Its AI-powered coaching tool is aimed at supporting 5,000 smallholder farmers, offering tailored guidance based on specific ecological zones.

The tool is expected to cut staff workload by 40% and improve adoption of climate-resilient farming practices.

Fair Trade USA is creating an agent to support trade partners and reduce the rate of decertification by 6%.

This AI tool will actively monitor and support stakeholders within its certification ecosystem.

In the water access sector, Global Water Center is developing a WASH alumni agent to personalise post-training support in water, sanitation and hygiene.

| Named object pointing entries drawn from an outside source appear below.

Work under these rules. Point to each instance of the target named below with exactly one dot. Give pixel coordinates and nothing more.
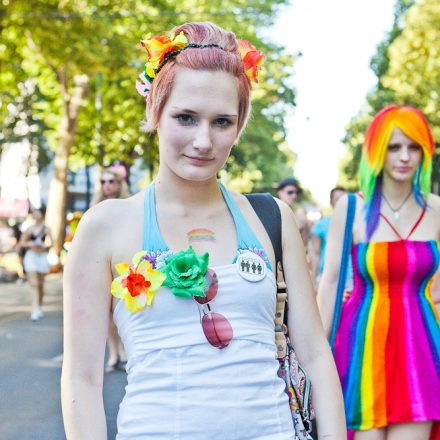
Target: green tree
(378, 98)
(85, 57)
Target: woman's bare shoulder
(434, 201)
(109, 214)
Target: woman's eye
(414, 147)
(223, 122)
(185, 119)
(393, 147)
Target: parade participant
(288, 191)
(37, 242)
(387, 345)
(197, 304)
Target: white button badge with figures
(251, 266)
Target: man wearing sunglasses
(288, 191)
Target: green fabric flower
(186, 272)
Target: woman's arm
(307, 334)
(87, 302)
(315, 256)
(329, 280)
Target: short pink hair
(225, 59)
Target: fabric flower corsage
(252, 58)
(137, 283)
(185, 273)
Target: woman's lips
(199, 160)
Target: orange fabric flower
(137, 283)
(157, 47)
(252, 58)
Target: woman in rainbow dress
(387, 346)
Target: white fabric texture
(36, 262)
(182, 388)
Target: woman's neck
(187, 194)
(394, 190)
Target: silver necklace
(396, 210)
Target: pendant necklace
(396, 210)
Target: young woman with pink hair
(195, 307)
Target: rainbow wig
(415, 126)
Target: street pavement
(30, 367)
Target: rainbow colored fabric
(387, 348)
(414, 125)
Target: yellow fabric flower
(252, 58)
(137, 283)
(158, 46)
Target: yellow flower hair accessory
(161, 48)
(137, 283)
(158, 47)
(252, 58)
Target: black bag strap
(269, 214)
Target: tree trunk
(55, 214)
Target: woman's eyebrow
(192, 112)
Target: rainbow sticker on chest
(200, 235)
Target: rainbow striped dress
(387, 348)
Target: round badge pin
(251, 266)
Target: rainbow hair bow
(160, 48)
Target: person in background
(288, 191)
(36, 240)
(319, 236)
(113, 185)
(387, 344)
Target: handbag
(348, 237)
(298, 386)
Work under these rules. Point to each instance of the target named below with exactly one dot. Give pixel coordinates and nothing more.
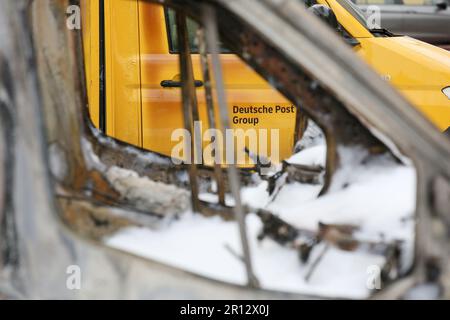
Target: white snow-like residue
(380, 199)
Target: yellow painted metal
(140, 111)
(89, 19)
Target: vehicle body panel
(145, 114)
(418, 19)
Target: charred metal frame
(373, 118)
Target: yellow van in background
(132, 72)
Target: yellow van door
(161, 98)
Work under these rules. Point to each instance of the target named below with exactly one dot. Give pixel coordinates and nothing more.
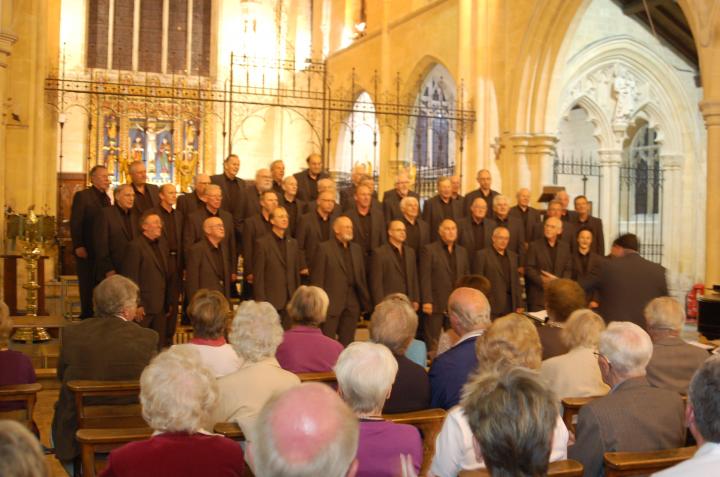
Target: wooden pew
(20, 392)
(561, 468)
(323, 377)
(428, 422)
(95, 441)
(107, 416)
(620, 464)
(571, 407)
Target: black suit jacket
(436, 278)
(236, 210)
(378, 232)
(98, 349)
(305, 192)
(112, 239)
(309, 235)
(391, 204)
(433, 214)
(626, 284)
(466, 237)
(386, 274)
(153, 192)
(594, 225)
(487, 264)
(189, 203)
(411, 389)
(255, 228)
(329, 272)
(533, 218)
(150, 274)
(276, 278)
(202, 271)
(538, 260)
(86, 208)
(193, 233)
(474, 195)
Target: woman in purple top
(177, 393)
(15, 367)
(304, 348)
(365, 372)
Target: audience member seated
(255, 335)
(703, 418)
(673, 361)
(307, 431)
(176, 392)
(448, 338)
(512, 417)
(511, 341)
(20, 452)
(109, 347)
(15, 367)
(365, 373)
(305, 349)
(634, 416)
(576, 373)
(209, 312)
(394, 324)
(562, 297)
(469, 313)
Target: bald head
(469, 310)
(306, 431)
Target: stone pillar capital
(710, 110)
(7, 40)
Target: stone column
(711, 112)
(671, 197)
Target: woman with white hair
(365, 373)
(673, 361)
(576, 373)
(255, 335)
(511, 341)
(305, 349)
(176, 392)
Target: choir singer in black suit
(500, 266)
(548, 258)
(116, 227)
(442, 264)
(87, 205)
(208, 260)
(277, 265)
(339, 269)
(147, 264)
(393, 268)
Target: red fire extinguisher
(691, 300)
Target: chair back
(561, 468)
(571, 407)
(107, 404)
(95, 441)
(428, 422)
(620, 464)
(24, 393)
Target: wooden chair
(428, 422)
(20, 392)
(561, 468)
(620, 464)
(323, 377)
(102, 441)
(571, 407)
(107, 416)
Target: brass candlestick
(31, 254)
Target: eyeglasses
(600, 355)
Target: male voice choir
(291, 230)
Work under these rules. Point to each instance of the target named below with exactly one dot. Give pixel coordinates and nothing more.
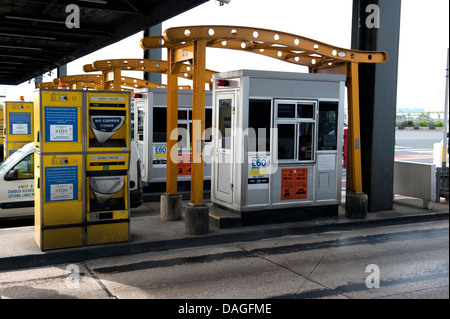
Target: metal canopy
(34, 38)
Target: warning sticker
(184, 164)
(294, 183)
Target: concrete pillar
(196, 219)
(376, 27)
(170, 207)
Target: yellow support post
(354, 138)
(198, 120)
(172, 123)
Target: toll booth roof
(280, 74)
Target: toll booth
(82, 141)
(278, 144)
(18, 126)
(150, 133)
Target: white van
(17, 182)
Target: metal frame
(188, 44)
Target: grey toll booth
(150, 133)
(277, 145)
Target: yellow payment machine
(75, 202)
(107, 161)
(17, 126)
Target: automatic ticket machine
(277, 145)
(82, 141)
(151, 133)
(17, 126)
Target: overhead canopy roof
(34, 38)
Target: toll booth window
(24, 169)
(259, 125)
(286, 110)
(296, 125)
(328, 126)
(286, 141)
(184, 136)
(208, 125)
(225, 106)
(159, 125)
(182, 115)
(305, 111)
(140, 136)
(305, 141)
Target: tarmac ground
(149, 233)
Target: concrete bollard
(170, 207)
(196, 219)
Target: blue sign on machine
(61, 124)
(19, 123)
(61, 183)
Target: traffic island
(356, 205)
(170, 207)
(196, 219)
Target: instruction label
(294, 183)
(61, 124)
(184, 165)
(258, 172)
(61, 183)
(19, 123)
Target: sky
(424, 39)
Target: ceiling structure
(35, 38)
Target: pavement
(148, 233)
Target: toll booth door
(224, 150)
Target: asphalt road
(416, 145)
(402, 262)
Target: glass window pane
(25, 168)
(182, 114)
(259, 113)
(208, 125)
(305, 111)
(225, 106)
(328, 121)
(305, 141)
(286, 141)
(286, 110)
(140, 124)
(159, 125)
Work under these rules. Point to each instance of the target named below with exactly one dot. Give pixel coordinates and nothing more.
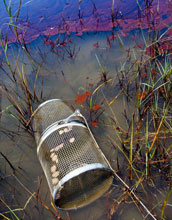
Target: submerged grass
(144, 143)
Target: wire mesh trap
(77, 171)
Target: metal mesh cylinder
(76, 169)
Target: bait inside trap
(76, 170)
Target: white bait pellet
(72, 140)
(52, 155)
(54, 158)
(55, 174)
(53, 169)
(55, 181)
(66, 130)
(61, 132)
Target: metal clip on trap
(76, 169)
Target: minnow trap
(77, 171)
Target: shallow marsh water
(65, 70)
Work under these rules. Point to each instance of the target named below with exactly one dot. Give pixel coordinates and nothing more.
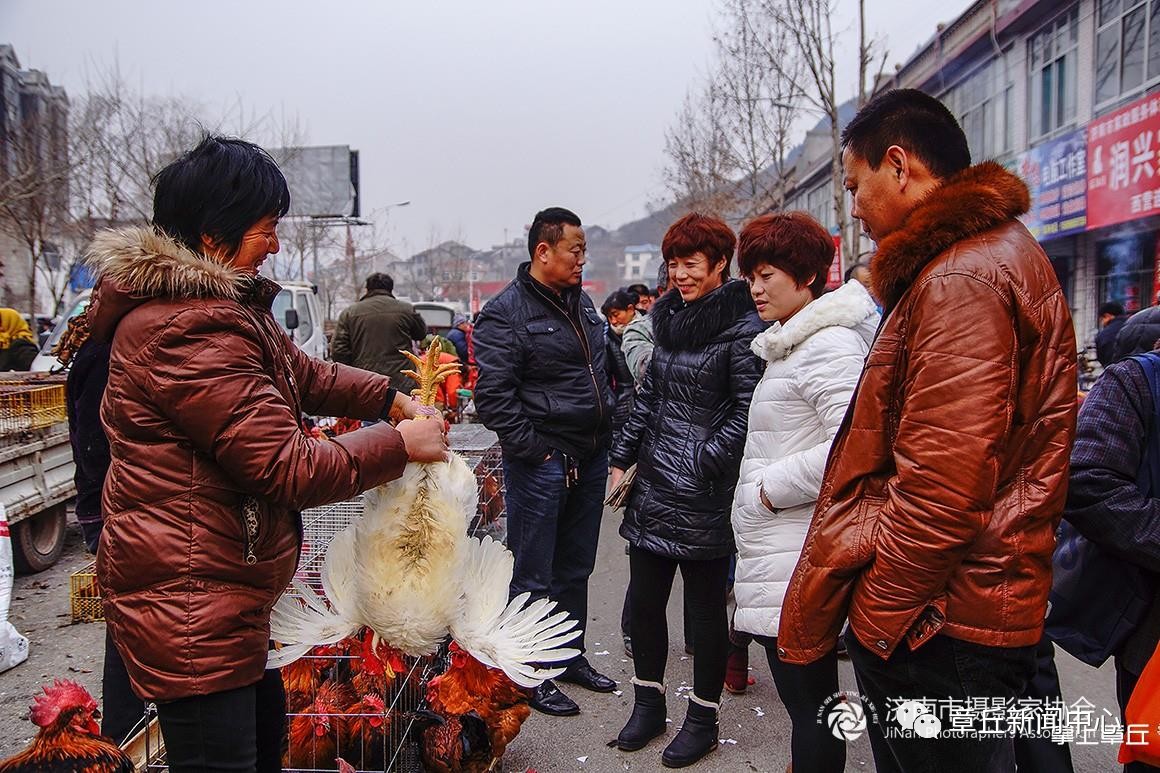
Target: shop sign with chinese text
(1056, 172)
(1123, 174)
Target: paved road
(754, 725)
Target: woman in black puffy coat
(686, 435)
(618, 310)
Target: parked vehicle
(436, 315)
(297, 310)
(36, 464)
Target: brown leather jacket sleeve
(210, 378)
(955, 423)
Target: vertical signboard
(1123, 174)
(1056, 173)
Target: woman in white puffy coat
(813, 355)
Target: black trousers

By improving access to targeted resources, it aims to increase mentorship by 125%.

Additionally, Ceres, a non-profit focused on sustainable business practices, is deploying an AI agent to help companies fast-track their environmental commitments.

The tool is expected to cut the timeline for setting ESG goals by 33%, extending the accelerator’s impact to private sector participants.

How Salesforce is building transparency into AI for ESG outcomes

Salesforce is also addressing the carbon footprint of AI itself.

Through collaboration with Hugging Face, Cohere and Carnegie Mellon, the company has developed the AI Energy Score — a tool that benchmarks the energy efficiency of AI models.

It marks a broader commitment to transparency and sustainability within the AI industry.

As part of this initiative, Salesforce becomes the first company to disclose energy consumption data from its proprietary AI models.

This move addresses increasing concern over AI’s environmental costs and places the company at the centre of the ESG discussion.

Ariane Thomas, Global Tech Director of Sustainability at L’Oreal Group

“Transparency like that offered by the AI Energy Score is crucial,” says Ariane Thomas, Global Tech Director of Sustainability at L’Oreal Group.

“By openly sharing energy consumption data, our companies can collectively implement eco-design practices and minimise the environmental footprint of AI technologies.”

This push for energy-efficient AI complements the company’s ESG agenda, reinforcing the idea that agentic AI can be both effective and responsible when applied thoughtfully.

Salesforce’s nature-focused accelerator underlines a clear direction: the future of environmental impact work includes autonomous AI, real-time insight and scalable digital support.

In this way, non-profits tackling forest health, food security and clean water access can work smarter and faster, without sacrificing the principles at the heart of their missions.